The certificate provided for by the statute was filed in attempted conformity thereto on the 9th of October, the same day upon which the action was begun. The plaintiffs were not qualified or entitled to begin the action until they had made the publication herein required, which is that, “the certificate shall be published once a week for four consecutive weeks in a newspaper published in the county, if there be one.”
And this is the view taken by the supreme court of California on August 9, 1883, in Byers et al. v. Bourrett, 28 Pac. Rep. 61.
*466 But the plaintiffs sought to obviate tbe difficulty, which they had encountered, by assigning their various interests to McKee, and procuring his substitution as plaintiff after the action had been commenced. The plaintiffs could not thus avoid the requirements of the statute. They had no right to begin the action at the time they did, and the substitution of McKee availed them nothing since he could have acquired no greater right than the persons and firms constituting “The Choctaw Lumber Company.” They had no right to maintain the action on the 9th of October, and they could not thereafter initiate the right to sustain that action by subsequent 'sale and assignment to one of their number.
The judgment is affirmed.
Reference
- Full Case Name
- Choctaw Lumber Company v. I. L. Gilmore
- Cited By
- 15 cases
- Status
- Published
- Syllabus
- 1. FICTITIOUS PARTNERSHIPS — Actions by. The declarations of the statute that a partnership transacting business in this territory-under a fictitious name shall file a certificate with the clerk of the district court stating the names of the members of the partnership in full and publish the same for four consecutive weeks; that persons so doing business as a partnership, contrary to the provisions of this article, shall not maintain any action on account of any contracts made or contracts had in their name in any court in this territory until they have first filed their certificate and made the publication required, is mandatory and must be complied with literally, and the publication required must be of four consecutive weeks before any such action can be maintained in the courts. 2. FICTITIOUS PARTNERSHIP — Assignment—Right of Action.

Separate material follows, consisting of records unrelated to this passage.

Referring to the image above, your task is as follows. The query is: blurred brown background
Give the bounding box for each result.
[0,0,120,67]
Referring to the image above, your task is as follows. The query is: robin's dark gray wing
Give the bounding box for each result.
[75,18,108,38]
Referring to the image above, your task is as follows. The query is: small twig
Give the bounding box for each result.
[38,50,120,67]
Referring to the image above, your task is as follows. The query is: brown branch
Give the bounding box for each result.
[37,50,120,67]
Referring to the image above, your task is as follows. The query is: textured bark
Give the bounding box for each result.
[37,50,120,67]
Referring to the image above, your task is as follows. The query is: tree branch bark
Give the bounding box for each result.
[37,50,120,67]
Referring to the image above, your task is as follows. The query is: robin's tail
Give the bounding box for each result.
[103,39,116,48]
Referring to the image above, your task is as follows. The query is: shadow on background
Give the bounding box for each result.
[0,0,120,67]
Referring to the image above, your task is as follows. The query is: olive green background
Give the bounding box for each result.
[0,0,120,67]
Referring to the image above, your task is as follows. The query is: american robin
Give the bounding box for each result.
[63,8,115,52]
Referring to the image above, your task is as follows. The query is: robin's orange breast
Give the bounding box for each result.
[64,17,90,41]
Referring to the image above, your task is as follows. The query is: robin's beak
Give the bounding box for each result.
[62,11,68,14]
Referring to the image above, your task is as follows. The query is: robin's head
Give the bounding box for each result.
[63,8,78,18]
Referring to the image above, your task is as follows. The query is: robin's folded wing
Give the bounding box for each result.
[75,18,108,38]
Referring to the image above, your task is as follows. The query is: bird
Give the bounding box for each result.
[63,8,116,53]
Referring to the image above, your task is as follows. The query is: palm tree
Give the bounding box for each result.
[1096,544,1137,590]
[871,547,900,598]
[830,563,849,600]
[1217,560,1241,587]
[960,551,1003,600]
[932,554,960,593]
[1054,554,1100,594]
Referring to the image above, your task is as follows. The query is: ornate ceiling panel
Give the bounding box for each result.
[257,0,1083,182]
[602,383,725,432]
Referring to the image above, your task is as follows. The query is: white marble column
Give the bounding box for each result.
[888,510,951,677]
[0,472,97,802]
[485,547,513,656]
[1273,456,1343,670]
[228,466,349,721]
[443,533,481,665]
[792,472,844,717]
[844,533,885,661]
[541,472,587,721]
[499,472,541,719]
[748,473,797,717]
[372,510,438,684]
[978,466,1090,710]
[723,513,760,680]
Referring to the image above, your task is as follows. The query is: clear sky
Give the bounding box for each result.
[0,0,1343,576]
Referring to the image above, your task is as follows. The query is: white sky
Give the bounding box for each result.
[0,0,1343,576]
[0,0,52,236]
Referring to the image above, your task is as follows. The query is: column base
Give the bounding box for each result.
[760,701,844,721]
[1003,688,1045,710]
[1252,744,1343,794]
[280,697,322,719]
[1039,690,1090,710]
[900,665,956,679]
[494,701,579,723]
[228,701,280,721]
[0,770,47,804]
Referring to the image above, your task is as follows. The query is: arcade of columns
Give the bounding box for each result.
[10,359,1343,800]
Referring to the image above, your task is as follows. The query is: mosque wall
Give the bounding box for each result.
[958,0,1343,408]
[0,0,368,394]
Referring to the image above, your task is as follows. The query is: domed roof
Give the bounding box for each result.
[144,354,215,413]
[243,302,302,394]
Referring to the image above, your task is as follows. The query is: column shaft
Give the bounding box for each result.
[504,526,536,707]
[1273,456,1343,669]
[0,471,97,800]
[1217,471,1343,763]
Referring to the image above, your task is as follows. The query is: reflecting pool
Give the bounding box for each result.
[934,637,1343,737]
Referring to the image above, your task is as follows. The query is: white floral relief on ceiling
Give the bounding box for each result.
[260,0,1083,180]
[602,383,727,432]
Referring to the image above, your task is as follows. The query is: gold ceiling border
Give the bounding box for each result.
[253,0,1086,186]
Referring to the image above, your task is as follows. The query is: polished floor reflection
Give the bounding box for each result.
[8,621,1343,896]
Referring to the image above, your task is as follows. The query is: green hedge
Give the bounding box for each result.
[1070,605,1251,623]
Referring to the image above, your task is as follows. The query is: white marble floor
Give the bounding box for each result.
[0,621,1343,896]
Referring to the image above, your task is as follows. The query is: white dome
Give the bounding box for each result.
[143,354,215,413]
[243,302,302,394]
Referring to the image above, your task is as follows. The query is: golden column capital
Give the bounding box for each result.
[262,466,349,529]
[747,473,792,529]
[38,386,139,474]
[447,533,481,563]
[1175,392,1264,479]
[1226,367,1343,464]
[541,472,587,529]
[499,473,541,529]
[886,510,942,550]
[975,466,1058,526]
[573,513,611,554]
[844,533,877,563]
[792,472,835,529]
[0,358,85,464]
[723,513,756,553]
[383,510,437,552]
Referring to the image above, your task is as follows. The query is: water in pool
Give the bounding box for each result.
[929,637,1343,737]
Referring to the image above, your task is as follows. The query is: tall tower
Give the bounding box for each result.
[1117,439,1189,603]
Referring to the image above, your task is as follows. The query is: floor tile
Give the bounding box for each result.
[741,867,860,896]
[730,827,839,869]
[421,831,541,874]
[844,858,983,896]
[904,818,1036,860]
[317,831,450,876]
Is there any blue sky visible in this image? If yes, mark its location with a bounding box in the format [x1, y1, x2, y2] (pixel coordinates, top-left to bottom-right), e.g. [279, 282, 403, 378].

After the bringing of the suit the plaintiff partnership assigned its interest to an individual member of plaintiff to continue the prosecution of the action. Since the Choctaw Lumber company could assign no interest in the action other than that which they had at the beginning of the suit, and at the time, it had no right to maintain an action, and such a right could not be initiated by a subsequent sale and assignment to one of its member. (Syllabus by the court.)